Sorry if you use the AR program and you’re offended, I just hate it so much, b/c it so often prevents me from getting kids the kind of books that would make them better readers by virtue of the fact that they’re interesting and well-written. C’est la vie. Rant endeth.
That’s interesting, Devon, ‘cause I never knew how that was done. I do remember back in 1963 arguing with my 3rd grade teacher because I wanted to check a book out from the school library that she said was over my reading level.

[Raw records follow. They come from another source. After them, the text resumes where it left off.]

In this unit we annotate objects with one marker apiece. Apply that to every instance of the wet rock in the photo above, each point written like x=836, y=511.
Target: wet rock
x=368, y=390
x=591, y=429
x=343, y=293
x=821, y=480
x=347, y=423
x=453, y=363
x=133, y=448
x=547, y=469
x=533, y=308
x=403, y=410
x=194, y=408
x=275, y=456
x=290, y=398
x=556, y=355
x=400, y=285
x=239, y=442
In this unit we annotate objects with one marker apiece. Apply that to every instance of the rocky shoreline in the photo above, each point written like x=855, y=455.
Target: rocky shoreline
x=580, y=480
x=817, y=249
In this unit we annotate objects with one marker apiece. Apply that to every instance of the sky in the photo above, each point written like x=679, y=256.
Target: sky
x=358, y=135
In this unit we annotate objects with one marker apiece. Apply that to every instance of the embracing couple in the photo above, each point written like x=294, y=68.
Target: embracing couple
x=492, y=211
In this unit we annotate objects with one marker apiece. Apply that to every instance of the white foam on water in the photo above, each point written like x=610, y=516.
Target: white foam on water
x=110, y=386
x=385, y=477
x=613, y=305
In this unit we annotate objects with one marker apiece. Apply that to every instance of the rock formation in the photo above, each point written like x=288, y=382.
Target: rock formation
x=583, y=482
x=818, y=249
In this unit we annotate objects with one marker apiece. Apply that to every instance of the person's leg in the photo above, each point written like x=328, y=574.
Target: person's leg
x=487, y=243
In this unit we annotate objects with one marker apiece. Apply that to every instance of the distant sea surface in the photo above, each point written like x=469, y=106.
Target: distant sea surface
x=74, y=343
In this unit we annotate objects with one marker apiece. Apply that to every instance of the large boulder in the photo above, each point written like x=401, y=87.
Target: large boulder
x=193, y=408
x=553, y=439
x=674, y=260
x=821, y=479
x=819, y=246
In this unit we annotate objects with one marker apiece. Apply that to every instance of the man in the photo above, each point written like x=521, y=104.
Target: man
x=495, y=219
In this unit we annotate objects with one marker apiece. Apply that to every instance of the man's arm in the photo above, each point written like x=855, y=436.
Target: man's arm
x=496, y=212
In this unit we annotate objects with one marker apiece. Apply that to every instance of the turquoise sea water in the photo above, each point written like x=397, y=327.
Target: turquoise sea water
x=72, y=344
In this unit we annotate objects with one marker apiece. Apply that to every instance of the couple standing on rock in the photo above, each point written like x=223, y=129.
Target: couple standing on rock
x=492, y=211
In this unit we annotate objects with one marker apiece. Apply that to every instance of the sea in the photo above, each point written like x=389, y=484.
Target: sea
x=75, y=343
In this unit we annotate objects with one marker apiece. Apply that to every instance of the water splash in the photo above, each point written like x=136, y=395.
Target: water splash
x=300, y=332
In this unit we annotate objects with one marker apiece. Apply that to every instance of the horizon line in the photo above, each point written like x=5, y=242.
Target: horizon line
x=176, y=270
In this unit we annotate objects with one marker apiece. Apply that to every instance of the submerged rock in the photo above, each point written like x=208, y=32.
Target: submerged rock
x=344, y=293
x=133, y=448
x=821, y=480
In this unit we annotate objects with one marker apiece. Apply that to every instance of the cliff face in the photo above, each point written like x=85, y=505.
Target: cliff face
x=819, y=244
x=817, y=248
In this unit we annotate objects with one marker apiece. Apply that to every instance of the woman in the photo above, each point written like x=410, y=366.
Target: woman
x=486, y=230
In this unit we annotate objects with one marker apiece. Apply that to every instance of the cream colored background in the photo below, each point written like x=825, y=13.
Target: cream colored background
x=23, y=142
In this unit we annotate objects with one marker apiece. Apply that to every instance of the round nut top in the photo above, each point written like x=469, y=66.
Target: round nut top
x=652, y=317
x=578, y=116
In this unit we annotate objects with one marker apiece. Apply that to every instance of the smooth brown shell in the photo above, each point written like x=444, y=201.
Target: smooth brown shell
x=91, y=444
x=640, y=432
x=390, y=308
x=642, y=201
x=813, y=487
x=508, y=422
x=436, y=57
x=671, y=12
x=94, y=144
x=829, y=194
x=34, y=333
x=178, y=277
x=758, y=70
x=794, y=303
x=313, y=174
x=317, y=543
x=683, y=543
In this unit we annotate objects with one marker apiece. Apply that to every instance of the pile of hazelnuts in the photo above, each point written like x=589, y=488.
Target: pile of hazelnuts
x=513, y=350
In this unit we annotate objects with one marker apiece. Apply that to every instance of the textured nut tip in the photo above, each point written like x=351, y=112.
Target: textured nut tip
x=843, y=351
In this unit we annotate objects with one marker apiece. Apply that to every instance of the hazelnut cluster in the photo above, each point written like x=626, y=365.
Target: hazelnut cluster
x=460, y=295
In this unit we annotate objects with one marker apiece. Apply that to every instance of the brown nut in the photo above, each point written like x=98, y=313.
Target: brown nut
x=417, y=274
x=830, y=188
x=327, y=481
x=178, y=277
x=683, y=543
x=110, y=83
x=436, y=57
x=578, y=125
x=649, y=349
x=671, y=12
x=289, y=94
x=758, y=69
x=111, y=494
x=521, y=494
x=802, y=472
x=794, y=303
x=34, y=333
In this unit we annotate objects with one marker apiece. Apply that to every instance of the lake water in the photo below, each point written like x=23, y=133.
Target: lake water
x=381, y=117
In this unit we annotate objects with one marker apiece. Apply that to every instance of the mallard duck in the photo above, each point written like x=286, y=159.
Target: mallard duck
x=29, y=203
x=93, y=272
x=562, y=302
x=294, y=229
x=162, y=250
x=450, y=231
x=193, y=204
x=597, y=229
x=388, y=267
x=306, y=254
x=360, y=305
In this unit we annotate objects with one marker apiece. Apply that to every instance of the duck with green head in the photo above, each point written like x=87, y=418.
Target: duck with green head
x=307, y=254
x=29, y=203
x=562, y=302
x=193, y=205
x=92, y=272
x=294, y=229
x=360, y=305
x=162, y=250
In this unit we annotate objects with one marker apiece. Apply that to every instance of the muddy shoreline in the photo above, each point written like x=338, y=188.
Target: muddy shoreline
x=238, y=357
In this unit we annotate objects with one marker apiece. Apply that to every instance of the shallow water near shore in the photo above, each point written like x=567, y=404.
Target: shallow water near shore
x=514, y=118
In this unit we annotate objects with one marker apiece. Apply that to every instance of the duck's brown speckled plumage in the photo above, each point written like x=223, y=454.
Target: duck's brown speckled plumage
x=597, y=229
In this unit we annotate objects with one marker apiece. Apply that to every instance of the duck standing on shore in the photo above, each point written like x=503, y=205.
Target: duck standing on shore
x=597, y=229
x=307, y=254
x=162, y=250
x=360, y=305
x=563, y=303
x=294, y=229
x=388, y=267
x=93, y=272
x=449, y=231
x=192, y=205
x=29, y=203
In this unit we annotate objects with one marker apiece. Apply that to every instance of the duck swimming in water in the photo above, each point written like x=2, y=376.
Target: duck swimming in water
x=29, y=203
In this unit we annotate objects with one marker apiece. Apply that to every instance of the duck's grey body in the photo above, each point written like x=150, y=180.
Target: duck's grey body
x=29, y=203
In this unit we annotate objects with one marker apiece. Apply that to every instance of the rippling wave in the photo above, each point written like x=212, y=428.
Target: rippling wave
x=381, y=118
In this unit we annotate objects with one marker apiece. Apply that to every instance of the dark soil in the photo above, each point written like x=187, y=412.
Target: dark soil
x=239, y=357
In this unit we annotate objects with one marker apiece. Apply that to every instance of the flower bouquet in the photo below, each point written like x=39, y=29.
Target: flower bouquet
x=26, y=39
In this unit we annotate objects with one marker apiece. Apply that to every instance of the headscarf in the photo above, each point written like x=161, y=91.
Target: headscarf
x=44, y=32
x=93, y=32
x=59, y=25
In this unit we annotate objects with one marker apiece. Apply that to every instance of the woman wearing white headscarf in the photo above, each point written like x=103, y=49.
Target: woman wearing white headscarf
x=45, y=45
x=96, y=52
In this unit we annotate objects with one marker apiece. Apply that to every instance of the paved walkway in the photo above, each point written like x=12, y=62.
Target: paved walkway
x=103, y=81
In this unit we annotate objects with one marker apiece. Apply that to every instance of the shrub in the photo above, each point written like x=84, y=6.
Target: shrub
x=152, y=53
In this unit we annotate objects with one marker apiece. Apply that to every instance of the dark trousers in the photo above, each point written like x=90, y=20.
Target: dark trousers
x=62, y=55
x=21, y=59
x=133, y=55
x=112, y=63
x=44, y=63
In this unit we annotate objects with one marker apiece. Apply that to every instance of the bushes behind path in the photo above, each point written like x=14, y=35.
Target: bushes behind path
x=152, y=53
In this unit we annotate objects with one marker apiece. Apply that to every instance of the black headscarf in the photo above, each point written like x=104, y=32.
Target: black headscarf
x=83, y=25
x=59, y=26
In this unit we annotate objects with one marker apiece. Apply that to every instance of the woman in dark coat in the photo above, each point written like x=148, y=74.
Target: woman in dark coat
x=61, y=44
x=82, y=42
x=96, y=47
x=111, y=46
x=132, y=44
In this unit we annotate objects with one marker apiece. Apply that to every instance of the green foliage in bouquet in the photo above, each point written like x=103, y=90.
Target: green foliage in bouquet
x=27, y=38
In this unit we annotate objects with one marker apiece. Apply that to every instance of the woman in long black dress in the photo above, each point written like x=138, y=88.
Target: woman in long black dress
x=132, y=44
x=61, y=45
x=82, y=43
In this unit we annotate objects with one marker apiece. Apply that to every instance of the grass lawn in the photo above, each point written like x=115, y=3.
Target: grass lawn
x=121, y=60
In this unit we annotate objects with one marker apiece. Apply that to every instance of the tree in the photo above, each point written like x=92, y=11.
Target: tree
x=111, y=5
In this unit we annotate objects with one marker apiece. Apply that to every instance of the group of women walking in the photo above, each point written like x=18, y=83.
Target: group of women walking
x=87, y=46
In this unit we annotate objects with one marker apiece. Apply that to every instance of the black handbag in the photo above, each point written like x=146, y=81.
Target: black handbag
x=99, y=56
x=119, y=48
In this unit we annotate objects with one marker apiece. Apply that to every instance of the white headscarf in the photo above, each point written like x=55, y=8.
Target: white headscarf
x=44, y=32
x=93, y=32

I even remember the book and found it in a search a few moments ago:
“Gay-Neck: The Story of a Pigeon
Dhan Gopal Mukerji, illustrated by Boris Artzybasheff—The story of the training of a carrier pigeon and his experiences as an allied messenger in World War I.”
Wowza, how weird is that, to remember that book over 40 years later? Anyway, I finally prevailed, after promising to do a report on the book to show I understood it. After that she never argued with me again about what I wanted to read.
Keep fighting to push kids to stretch their reading boundaries past the safe point. They’ll thank you for it later.
I checked out the text stats on Foucault’s Pendulum, and its numbers are, IMO, in no way indicative of how challenging it is to read. Okay, so a ninth grade student would be able to read most of the individual words in it—the English ones, anyway—but there are no guarantees that she’d have any clue what the hell was going on. 🙂
Machine analysis of text is much like machine language translation. The engine can identify words, look them up in a list, and maybe—if you’re lucky—differentiate between the same spelling used in different contexts. But understand what it’s reading? Hah.
Oh. My. Sweet. Jesus.
I don’t want to live in a universe where James Joyce is considered easier to read than Jane Austen. I may as well live in a country where I don’t know how to speak the language.
What are you talking about Nicole? I’m relieved that all this time everyone was lying and that “Ulysses” is a snap. I was wrong to fear it all this time so I’m gonna go pick it up right now (and it won’t even be the annotated edition because it’s so easy!).
Yeah, I can see how the amazon eezyreadulator would conclude that Ulysses was an easy read. Lots of repetition of monosyllabic words like ‘I’ and ‘yes’. Suitable for kids with a reading age of 5. ‘Course, Joyce didn’t bother much with punctuation, but then neither do many small children, so that seems fair.
*sigh* This is what happens when you try applying math to art. I’ll bet there’s an algorithm that rates paintings, too.
For some complexity ratings that are done by people who’ve actually read the books, check StoryCode. Though browsing through there, it appears that the “readability rating” has occasionally been confused with whether the person doing the coding liked the book or not. Still, I find it a much better marriage of math & art.
There’s an historical with Middle English dialogue????
Rushes out to buy…
Jackie Collins’ “Hollywood Divorces” – a book which, I believe, gave me brain damage because it’s so mind bogglingly idiotic – appears to be one of the easiest novels in the English language. Good, now I’m happy.